Did anyone really think that the 3 year experience with former Nebraska HC Riley, who preferred a pro style set, was going to bring the same rewards to the Husker faithful who have been born and raised on a power running game.  Enter 1st year HC Scott Frost, a former Nebraska signal caller, who won a pair of Big 10 titles.  The final straw signaling his arrival was the Huskers 4-8 SU record of 2017 when the defense allowed an uncharacteristic 36/436.  Losing their final 4 games of the season means Frost has only one way to go.  That apparently is just the way he likes it.  In 2016, Frost took over a UCF program that was 0-12 the previous season.  In just 2 short years, he lifted a program that was outscored 38-14 on average to last year’s Golden Knight’s team that was 13-0 SU, 9-3 ATS with an average scoring margin of 48-25.  It culminated with a 34-27 victory over Auburn in their Bowl game.  The results may not be instantaneous on the scoreboard but look for them to show up in the ATS column this season.


North Carolina

This may be the toughest sell on the list of KILLER BEES.  Last year’s North Carolina team was one that lacked experience, was cursed with injuries and had 3 of their 9 losses by 6 or less points.  When the dust settled, the chart above tells you they went from 19-8 SU the previous 2 seasons to 3-9 SU in 2017.  Both the offense and defense went through meaningful declines.  The positives for this season are that the Tarheels never quit, finishing the year 2-1 SU, 4-0 ATS providing positive momentum for a team with 13 returning starters.  With veteran leadership at the QB spot, though needing to revamp the OL, it will be up to 8 returning starters on the defensive side of the ball to improve a rush defense that, in the last 4 years, has allowed an average of 230 RYPG on 4.9 YPR.  Those could well be the numbers to key on when backing the North Carolina bounceback.
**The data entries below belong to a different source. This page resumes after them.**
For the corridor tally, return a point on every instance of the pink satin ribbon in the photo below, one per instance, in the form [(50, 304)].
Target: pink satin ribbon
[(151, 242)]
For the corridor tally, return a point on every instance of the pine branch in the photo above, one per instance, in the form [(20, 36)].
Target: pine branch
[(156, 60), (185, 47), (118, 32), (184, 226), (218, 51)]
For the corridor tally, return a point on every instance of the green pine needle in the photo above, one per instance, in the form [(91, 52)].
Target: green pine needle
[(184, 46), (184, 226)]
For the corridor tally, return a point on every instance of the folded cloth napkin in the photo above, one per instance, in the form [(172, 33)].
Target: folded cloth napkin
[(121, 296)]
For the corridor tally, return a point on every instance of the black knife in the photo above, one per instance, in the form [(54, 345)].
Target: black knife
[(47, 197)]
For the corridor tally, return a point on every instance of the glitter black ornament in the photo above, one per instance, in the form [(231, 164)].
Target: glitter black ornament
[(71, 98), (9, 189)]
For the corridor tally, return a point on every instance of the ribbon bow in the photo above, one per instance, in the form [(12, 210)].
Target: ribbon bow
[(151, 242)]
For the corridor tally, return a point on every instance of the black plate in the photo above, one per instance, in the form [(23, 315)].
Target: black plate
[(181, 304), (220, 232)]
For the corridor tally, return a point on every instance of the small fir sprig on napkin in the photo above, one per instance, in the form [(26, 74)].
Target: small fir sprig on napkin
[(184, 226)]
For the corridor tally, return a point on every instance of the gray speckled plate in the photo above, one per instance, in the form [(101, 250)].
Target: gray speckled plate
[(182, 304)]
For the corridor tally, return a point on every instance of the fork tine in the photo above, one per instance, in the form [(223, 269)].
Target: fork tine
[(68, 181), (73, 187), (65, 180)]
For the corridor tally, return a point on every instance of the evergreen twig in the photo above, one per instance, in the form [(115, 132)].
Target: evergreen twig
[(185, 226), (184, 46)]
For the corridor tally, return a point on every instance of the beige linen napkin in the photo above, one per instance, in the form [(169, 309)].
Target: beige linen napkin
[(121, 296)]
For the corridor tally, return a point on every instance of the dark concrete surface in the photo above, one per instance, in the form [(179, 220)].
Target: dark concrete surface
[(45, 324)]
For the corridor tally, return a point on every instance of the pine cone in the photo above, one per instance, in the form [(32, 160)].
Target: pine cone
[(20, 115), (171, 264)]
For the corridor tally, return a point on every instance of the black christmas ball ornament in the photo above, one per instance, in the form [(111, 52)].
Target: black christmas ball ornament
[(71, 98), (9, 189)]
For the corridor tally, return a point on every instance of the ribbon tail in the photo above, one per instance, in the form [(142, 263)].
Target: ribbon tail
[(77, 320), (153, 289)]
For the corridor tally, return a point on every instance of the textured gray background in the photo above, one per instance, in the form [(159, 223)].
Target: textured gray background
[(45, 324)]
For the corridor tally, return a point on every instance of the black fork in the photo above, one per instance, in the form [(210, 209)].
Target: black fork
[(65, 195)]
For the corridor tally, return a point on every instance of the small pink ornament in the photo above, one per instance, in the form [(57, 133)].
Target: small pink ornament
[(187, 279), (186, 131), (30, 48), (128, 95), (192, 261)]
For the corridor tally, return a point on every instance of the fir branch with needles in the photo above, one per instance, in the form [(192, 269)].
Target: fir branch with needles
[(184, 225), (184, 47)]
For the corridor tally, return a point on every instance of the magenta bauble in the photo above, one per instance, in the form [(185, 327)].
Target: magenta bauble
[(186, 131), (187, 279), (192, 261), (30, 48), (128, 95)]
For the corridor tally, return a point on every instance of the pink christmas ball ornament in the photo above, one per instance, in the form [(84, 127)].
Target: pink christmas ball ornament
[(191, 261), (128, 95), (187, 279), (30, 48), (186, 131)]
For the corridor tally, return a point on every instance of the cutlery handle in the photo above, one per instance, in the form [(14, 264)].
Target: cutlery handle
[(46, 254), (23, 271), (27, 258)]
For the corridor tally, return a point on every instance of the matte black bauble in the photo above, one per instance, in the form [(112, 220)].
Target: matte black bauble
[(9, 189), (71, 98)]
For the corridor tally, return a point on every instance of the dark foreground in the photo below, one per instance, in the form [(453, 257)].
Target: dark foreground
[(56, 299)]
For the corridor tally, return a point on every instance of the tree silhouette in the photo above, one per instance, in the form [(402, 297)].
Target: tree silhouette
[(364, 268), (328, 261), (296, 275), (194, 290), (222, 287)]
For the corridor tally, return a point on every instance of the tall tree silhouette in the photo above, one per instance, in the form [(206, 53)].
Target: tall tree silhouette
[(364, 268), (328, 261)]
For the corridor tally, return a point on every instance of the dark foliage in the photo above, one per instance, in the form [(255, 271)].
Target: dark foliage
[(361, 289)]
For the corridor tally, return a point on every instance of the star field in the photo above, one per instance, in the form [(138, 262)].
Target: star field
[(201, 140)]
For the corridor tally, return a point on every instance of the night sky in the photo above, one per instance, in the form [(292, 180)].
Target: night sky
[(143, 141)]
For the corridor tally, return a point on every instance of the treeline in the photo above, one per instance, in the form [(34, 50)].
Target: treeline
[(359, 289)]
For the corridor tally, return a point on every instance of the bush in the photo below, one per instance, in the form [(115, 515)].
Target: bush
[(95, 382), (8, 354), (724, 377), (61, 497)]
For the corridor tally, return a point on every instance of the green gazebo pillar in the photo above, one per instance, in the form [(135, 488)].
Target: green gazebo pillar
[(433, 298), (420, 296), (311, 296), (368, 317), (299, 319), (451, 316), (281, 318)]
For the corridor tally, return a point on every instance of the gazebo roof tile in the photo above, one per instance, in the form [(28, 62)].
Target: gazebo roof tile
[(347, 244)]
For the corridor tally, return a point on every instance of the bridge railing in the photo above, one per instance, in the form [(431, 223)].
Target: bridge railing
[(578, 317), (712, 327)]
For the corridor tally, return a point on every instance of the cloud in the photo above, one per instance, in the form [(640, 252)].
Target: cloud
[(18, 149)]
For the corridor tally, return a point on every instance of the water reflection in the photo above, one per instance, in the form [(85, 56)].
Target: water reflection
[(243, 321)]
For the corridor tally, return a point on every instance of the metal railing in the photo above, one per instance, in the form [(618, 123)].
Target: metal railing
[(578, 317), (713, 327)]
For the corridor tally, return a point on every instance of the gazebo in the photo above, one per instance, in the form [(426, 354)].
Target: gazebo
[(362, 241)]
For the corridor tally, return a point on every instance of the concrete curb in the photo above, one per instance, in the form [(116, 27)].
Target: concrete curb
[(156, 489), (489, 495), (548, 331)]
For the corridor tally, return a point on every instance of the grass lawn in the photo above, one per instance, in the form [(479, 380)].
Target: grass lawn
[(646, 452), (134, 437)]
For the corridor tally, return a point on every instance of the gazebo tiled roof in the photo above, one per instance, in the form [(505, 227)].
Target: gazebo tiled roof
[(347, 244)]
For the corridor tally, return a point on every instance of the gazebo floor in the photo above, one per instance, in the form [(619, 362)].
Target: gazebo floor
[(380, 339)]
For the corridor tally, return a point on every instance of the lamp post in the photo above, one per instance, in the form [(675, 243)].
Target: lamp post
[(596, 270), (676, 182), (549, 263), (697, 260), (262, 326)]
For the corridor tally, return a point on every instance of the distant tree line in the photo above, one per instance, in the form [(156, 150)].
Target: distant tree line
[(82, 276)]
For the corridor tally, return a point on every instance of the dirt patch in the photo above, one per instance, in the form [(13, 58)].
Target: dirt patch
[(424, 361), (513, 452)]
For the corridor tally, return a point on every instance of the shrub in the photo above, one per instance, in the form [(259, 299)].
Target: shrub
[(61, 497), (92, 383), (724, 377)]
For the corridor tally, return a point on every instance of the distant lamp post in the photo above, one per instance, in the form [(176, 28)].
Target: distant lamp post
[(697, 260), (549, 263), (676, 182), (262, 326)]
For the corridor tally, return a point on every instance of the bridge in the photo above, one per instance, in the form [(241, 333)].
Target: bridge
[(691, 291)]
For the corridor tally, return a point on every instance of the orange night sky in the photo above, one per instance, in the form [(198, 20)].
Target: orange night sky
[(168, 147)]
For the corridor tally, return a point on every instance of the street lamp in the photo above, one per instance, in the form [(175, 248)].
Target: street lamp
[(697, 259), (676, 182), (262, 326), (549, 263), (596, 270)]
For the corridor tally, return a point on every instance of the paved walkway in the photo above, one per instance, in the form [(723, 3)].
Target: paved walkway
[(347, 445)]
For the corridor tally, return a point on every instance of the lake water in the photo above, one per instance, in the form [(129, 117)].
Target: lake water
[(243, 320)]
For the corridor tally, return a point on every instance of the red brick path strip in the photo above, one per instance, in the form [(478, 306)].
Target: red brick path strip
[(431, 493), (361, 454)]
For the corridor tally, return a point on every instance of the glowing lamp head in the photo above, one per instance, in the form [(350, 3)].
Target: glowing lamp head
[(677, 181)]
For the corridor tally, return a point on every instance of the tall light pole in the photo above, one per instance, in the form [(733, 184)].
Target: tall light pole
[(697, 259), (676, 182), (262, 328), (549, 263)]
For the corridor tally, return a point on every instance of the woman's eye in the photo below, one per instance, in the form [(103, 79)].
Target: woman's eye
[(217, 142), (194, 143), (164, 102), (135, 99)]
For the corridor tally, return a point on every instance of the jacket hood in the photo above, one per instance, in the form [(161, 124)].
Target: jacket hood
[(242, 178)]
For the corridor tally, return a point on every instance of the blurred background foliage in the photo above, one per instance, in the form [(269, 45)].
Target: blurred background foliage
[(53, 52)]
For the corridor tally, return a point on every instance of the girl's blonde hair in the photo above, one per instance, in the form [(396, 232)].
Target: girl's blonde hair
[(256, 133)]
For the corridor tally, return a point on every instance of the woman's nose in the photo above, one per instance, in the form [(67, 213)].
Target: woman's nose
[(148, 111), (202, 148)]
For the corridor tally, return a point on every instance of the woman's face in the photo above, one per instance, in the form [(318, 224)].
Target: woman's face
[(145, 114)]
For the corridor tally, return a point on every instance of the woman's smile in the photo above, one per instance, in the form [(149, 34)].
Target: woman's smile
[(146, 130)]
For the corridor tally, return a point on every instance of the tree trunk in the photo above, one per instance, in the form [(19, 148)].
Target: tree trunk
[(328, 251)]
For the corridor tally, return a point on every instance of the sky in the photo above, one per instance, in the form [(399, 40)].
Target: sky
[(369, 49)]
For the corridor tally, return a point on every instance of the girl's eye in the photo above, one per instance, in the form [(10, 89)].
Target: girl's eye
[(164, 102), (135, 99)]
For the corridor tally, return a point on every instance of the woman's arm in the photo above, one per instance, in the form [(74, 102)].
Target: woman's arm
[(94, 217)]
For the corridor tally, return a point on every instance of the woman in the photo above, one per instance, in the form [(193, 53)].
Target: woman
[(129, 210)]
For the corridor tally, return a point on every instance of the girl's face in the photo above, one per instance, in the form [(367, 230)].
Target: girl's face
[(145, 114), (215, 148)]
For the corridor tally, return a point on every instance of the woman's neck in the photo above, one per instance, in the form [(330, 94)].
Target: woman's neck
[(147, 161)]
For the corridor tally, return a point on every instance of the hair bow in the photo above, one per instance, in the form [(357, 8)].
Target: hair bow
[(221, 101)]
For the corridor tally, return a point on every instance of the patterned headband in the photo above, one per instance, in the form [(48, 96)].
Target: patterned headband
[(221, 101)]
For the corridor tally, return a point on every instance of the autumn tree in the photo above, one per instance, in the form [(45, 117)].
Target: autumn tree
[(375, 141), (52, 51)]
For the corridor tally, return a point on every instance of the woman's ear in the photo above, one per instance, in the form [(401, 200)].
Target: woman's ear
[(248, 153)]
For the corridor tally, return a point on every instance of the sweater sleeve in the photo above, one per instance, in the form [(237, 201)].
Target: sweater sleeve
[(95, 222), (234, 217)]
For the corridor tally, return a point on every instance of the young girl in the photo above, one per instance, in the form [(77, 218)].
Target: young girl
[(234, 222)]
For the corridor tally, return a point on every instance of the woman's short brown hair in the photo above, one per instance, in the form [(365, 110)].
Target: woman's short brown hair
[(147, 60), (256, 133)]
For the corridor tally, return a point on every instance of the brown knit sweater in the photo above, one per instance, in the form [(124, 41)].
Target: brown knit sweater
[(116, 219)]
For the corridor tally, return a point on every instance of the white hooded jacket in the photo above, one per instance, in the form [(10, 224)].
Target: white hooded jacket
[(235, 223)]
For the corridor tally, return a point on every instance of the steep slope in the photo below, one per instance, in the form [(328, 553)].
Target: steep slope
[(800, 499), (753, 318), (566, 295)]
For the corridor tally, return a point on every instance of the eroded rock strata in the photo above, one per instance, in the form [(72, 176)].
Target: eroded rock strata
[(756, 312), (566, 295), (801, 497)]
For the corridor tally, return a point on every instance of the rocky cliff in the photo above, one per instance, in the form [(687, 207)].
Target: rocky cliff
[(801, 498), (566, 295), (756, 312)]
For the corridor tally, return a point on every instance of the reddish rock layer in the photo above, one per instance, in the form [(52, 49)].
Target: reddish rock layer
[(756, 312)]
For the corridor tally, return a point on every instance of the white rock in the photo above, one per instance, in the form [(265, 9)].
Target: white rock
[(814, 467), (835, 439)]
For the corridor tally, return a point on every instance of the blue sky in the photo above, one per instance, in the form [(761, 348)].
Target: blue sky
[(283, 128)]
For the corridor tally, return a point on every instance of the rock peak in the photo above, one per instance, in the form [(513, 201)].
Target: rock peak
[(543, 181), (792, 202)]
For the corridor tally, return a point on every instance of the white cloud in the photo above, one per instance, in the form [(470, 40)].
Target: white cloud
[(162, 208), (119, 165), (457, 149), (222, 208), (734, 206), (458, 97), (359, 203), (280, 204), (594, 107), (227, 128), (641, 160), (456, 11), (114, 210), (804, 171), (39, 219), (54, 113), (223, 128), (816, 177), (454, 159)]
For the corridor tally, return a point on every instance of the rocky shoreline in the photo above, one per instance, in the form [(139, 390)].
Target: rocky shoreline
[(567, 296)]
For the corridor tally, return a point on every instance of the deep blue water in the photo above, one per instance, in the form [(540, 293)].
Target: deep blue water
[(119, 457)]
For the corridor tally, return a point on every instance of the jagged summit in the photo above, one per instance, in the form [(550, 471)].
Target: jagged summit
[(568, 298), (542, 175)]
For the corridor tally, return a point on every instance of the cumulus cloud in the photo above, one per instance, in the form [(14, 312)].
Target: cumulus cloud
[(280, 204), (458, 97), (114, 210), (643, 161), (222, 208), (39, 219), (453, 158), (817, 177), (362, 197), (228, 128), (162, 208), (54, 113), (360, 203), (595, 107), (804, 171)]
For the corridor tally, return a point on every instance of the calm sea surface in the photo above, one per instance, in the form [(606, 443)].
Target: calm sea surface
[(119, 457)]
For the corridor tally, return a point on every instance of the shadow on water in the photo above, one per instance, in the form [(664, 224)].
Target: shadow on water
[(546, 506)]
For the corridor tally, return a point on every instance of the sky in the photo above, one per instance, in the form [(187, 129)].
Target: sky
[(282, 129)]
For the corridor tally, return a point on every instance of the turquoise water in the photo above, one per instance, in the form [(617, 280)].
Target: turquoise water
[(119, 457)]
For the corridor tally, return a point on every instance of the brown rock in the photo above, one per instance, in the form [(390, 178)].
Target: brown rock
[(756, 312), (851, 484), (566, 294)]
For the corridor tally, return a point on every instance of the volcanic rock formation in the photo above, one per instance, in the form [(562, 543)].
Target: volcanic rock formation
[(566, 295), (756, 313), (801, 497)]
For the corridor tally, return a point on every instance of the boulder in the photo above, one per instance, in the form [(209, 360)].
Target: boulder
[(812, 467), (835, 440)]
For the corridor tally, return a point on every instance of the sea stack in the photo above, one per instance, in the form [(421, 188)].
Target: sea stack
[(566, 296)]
Multiple injuries during the season along with a decimated OL and 3rd string QB were just a couple of the reasons why interim HC Brady Hoke , in place of the relinquished Butch Jones, failed to guide a Tennessee team whose 18 victories the previous 2 seasons dissolved into a 4-8 SU 2017 campaign.  That included a 1-7 SU finish with their lone victory vs. S. Miss.  In the face of deficiencies at the signal caller spot and OL, the Vols offense declined from 36/444 to 20/291.  Enter Jeremy Pruitt, former DC at respected football factories Alabama, Georgia and Florida State.  An experienced DL is a perfect fit for Pruitt’s experience.   With a definitive change to a positive attitude, there is little question in the mind of this bureau that the Vols will be a vastly improved team this football season.


Western Michigan

Was there any other way to go?  Under the leadership of former enthusiastic HC Fleck, the Broncos road their 2016 boat to a 13-1 SU season with their only loss to Wisconsin in their Bowl game.  The crash came with only 5 returning starters to the offensive side of the ball, a new coach in Tim Lester (former WMU QB), and a slew of injuries.  The debacle ended with consecutive season ending victories at NIU and Toledo precluding them from a continuation of winning seasons.  The offense declined from 42/481 to 34/390 and the defense from 20/354 to 29/378.  Obvious area of improvement will be with an offensive head coach who returns 8 offensive starters including 4/5 on the OL.  The top of the MAC-West is always tough.  At the least, however, the Broncos improvement on their 5-6 ATS season should be imminent.  Watch the scoreboard light up in their first game of the season against Syracuse.